Open ddoherty03 opened 3 years ago

ddoherty03 commented 3 years ago
  1. After an insert into buffer, would be nice to have a command to clear the results (i.e., the => stuff) and allow revision, and if a region is active limit the clearing to the region.

  2. Unless you're constrained by calc, allow variable names to have digits in them, e.g., Price1, Price2, and perhaps underscores, Price_1 and Price_2

  3. Allow variables from lines with inserted results to continue to participate in calculations, now they seem to be "deactivated."

  4. Real kick-ass addition to Emacs, many thanks Sulami!

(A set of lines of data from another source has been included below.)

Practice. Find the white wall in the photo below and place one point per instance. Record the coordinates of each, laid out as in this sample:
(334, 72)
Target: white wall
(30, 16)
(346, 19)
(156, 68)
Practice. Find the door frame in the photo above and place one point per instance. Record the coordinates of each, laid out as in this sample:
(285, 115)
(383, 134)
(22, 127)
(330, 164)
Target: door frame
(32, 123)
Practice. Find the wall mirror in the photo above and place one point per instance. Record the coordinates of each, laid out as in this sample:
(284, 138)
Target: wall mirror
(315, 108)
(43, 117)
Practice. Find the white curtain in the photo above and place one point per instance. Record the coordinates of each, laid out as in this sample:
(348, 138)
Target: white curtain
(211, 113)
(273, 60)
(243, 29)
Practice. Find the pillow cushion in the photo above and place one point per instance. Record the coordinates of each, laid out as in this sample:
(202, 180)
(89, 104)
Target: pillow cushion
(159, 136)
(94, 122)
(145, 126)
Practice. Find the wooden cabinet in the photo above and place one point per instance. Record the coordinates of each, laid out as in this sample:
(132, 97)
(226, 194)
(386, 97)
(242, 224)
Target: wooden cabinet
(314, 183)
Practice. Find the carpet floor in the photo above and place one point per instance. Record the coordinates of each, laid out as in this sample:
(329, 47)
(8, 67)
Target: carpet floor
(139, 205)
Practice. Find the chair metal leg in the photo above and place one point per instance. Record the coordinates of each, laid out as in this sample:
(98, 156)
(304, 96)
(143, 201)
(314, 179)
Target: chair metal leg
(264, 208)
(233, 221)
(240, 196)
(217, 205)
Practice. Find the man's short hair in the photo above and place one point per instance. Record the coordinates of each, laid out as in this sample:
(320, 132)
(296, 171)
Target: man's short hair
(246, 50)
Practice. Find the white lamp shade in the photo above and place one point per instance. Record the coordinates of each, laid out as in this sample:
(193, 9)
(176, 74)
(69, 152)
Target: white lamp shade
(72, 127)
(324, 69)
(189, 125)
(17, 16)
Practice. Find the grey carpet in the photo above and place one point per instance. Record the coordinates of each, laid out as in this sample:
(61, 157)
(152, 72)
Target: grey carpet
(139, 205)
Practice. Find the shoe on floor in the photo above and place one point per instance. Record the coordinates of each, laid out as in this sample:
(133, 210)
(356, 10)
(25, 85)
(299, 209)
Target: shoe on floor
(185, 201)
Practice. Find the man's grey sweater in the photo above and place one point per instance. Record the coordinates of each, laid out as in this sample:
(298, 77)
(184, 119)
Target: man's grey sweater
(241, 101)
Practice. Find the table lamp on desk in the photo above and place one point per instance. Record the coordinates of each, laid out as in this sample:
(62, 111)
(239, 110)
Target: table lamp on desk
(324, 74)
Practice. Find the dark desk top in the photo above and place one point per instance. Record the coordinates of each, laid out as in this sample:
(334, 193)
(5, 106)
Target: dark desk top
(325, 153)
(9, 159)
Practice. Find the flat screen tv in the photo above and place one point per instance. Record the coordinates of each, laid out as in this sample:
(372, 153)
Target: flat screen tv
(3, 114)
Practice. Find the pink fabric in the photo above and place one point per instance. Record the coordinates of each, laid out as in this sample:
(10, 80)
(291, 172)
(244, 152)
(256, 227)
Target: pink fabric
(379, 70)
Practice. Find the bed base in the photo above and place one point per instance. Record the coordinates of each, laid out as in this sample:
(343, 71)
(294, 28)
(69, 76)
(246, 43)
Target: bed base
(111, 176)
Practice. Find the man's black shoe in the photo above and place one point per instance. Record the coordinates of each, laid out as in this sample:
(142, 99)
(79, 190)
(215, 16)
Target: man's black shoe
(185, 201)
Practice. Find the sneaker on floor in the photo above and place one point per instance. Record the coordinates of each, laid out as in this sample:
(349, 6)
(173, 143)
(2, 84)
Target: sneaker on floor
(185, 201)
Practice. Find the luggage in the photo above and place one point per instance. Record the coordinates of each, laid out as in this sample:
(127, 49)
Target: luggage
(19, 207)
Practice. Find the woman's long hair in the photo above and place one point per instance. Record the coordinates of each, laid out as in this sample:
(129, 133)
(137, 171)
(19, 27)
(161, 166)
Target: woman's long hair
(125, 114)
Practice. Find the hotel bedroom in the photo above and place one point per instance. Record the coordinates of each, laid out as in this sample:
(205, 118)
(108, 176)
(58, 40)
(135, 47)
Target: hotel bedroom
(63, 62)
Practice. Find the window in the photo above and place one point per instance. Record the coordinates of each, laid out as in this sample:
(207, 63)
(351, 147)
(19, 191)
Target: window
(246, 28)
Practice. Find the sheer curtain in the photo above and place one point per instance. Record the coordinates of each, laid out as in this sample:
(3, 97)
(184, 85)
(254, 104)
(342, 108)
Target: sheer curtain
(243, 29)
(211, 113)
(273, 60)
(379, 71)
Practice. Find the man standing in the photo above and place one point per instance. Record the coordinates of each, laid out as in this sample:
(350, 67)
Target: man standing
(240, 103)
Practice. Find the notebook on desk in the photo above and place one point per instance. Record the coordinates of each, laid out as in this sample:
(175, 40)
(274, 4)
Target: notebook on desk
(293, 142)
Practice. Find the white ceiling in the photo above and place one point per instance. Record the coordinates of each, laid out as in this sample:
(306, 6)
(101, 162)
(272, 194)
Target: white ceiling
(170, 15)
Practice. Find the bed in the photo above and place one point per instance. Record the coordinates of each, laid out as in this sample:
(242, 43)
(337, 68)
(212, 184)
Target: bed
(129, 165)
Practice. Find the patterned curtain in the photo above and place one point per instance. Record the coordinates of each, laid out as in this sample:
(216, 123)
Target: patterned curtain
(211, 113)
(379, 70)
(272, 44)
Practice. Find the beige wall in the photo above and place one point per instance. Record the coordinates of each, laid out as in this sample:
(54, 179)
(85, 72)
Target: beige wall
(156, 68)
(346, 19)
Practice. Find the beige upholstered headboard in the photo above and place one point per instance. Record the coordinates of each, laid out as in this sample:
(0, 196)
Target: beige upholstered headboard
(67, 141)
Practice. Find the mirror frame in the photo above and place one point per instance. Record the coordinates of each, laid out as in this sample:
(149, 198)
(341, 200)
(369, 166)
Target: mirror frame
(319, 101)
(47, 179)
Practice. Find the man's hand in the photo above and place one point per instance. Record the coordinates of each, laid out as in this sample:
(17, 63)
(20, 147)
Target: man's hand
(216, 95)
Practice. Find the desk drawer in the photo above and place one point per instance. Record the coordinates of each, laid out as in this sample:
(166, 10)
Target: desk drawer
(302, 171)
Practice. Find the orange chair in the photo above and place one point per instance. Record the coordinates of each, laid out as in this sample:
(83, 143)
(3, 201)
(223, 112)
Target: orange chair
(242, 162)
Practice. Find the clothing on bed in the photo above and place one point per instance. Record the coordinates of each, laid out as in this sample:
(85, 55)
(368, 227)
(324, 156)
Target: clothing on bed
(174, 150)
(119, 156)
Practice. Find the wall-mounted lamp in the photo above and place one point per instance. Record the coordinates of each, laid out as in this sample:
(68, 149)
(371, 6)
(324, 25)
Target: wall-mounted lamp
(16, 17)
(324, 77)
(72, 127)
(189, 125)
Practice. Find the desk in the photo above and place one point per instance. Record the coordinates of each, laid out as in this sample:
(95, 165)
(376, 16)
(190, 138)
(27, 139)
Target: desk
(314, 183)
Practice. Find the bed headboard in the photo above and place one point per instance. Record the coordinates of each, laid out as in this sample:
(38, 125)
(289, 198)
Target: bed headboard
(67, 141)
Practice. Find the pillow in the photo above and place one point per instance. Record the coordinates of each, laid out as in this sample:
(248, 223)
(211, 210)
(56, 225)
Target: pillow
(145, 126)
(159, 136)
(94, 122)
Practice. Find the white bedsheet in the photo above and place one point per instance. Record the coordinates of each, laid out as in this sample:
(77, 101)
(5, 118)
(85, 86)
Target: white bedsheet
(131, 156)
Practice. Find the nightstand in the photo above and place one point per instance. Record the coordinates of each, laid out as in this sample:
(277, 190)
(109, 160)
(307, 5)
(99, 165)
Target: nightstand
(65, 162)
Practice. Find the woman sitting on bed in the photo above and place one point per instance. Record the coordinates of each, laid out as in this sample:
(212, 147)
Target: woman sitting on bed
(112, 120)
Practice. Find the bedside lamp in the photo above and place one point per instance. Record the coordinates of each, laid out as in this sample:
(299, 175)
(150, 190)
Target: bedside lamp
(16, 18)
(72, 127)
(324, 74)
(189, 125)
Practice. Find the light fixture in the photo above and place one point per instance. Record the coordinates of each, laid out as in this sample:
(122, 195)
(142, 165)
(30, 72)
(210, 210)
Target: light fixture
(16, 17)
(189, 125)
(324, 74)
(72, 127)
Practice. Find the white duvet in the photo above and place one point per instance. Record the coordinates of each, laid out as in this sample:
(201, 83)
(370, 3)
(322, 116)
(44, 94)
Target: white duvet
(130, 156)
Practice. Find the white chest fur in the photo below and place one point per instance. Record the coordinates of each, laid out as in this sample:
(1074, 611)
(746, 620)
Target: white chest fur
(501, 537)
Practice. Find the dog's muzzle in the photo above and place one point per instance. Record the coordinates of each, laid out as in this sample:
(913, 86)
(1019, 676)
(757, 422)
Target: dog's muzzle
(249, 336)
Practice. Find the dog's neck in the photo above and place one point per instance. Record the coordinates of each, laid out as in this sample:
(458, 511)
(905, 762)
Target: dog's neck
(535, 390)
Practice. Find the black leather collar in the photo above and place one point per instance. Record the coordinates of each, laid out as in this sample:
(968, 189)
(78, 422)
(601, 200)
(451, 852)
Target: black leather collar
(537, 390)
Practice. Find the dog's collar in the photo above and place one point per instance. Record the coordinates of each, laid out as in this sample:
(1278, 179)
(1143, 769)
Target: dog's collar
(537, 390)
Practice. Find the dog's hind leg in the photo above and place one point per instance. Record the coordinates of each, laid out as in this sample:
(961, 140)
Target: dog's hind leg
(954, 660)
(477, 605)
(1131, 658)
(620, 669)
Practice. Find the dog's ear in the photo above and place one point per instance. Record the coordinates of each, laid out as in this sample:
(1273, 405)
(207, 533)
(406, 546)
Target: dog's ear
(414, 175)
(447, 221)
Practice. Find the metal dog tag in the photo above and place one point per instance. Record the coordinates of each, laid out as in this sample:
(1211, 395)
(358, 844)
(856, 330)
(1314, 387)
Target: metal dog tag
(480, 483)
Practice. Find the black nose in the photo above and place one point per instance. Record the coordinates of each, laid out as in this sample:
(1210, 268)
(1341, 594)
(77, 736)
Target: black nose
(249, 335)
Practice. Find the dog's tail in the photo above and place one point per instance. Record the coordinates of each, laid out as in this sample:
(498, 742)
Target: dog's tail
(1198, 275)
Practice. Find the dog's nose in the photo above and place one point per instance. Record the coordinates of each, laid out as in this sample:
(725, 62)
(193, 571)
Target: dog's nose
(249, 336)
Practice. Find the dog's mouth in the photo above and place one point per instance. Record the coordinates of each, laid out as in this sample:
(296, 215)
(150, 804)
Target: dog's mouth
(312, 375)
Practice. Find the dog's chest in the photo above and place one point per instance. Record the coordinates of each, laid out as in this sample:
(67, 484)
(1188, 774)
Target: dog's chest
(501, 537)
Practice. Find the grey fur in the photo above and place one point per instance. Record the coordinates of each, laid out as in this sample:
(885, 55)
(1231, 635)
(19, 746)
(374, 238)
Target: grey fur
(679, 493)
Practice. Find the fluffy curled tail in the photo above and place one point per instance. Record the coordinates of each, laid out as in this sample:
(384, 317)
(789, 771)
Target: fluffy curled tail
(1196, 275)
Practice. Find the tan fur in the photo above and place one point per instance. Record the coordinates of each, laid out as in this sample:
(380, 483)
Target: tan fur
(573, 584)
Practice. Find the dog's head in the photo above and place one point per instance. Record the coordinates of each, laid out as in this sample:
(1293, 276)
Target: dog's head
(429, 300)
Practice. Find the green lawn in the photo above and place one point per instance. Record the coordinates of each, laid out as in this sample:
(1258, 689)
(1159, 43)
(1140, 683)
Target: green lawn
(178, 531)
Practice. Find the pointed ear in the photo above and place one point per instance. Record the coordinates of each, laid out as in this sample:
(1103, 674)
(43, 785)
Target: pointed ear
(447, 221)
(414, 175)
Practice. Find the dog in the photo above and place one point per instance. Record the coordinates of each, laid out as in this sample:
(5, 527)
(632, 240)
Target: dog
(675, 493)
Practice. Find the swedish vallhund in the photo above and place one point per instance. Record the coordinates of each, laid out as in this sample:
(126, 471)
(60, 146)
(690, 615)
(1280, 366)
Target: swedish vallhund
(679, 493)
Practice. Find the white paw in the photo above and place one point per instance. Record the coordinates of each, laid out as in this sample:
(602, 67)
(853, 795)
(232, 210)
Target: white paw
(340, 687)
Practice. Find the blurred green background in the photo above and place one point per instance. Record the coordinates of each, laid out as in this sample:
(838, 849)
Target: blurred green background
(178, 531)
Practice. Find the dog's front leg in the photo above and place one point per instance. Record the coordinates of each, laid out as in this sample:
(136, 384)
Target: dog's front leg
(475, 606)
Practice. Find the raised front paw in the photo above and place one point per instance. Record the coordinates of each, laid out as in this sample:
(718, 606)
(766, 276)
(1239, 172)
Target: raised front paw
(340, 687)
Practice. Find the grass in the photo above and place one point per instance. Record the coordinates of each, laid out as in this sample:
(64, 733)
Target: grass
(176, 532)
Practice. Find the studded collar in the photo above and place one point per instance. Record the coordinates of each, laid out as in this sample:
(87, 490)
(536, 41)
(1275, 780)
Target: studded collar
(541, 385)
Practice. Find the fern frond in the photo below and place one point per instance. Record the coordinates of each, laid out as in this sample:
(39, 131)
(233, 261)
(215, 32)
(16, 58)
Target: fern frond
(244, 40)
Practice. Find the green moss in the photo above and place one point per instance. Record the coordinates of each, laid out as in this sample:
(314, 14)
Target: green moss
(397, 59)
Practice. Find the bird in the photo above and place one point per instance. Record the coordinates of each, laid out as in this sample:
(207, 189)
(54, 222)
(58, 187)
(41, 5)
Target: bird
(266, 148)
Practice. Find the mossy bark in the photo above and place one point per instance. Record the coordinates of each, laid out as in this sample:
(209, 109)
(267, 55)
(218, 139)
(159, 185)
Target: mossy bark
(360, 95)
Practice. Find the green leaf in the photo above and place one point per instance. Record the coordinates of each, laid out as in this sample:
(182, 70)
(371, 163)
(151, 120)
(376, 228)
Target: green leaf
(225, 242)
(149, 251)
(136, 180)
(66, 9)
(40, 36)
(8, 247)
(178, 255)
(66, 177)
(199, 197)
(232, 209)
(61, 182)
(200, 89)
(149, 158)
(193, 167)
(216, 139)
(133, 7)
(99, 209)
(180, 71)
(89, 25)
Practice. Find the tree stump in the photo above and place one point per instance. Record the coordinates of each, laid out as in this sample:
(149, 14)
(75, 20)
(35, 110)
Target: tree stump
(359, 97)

sulami commented 3 years ago

I've released something concerning 1 and 2 (though I'm not convinced 1 is entirely free of edge cases).

3 is somewhat difficult, this package is architecturally not keeping track of values very well, a lot of the data is only persisted as buffer content, which is bad for many reasons, but handling that data is also a bit of a pain in Emacs Lisp (like so many things).

  1. Thanks.
ddoherty03 commented 3 years ago

OK. That's encouraging. Both 1 and 2 are welcome additions. I think clearing the results allows 3, in effect. Just have to re-insert when done.

cougarten commented 3 years ago

I'd love an "eval subtree" so it doesn't have to go through my huge buffer. (Ideally taking in the org heading under the cursor or if not on a heading the next heading above it. I don't want to move to the header to refresh my calculation)

sulami commented 3 years ago

cougarten notifications@github.com writes:

I'd love an "eval subtree" so it doesn't have to go through my huge buffer.

That's something I've been thinking about as well, given how re-scanning the entire buffer on every keystroke is clearly not infinitely scalable. On the other hand I'd have to actually build a dependency tree, which means recursively searching forward on every edit and selectively updating, or at the very least walking the whole buffer with a dynamically modified search term.

It's a nice idea though, I'd have to prototype a bit, and also do some benchmarks in the first place to evaluate options.

-- Robin

cougarten commented 3 years ago

Oh right, on any keystroke would be most dope of course :)

sulami commented 3 years ago

Oh right, on any keystroke would be most dope of course :)

Right now it does actually potentially re-evaluate on every keystroke, at least it checks on every buffer edit whether it is likely inside a calc expression.

The problem here of course is very large buffers with many expressions, that might become laggy at some point.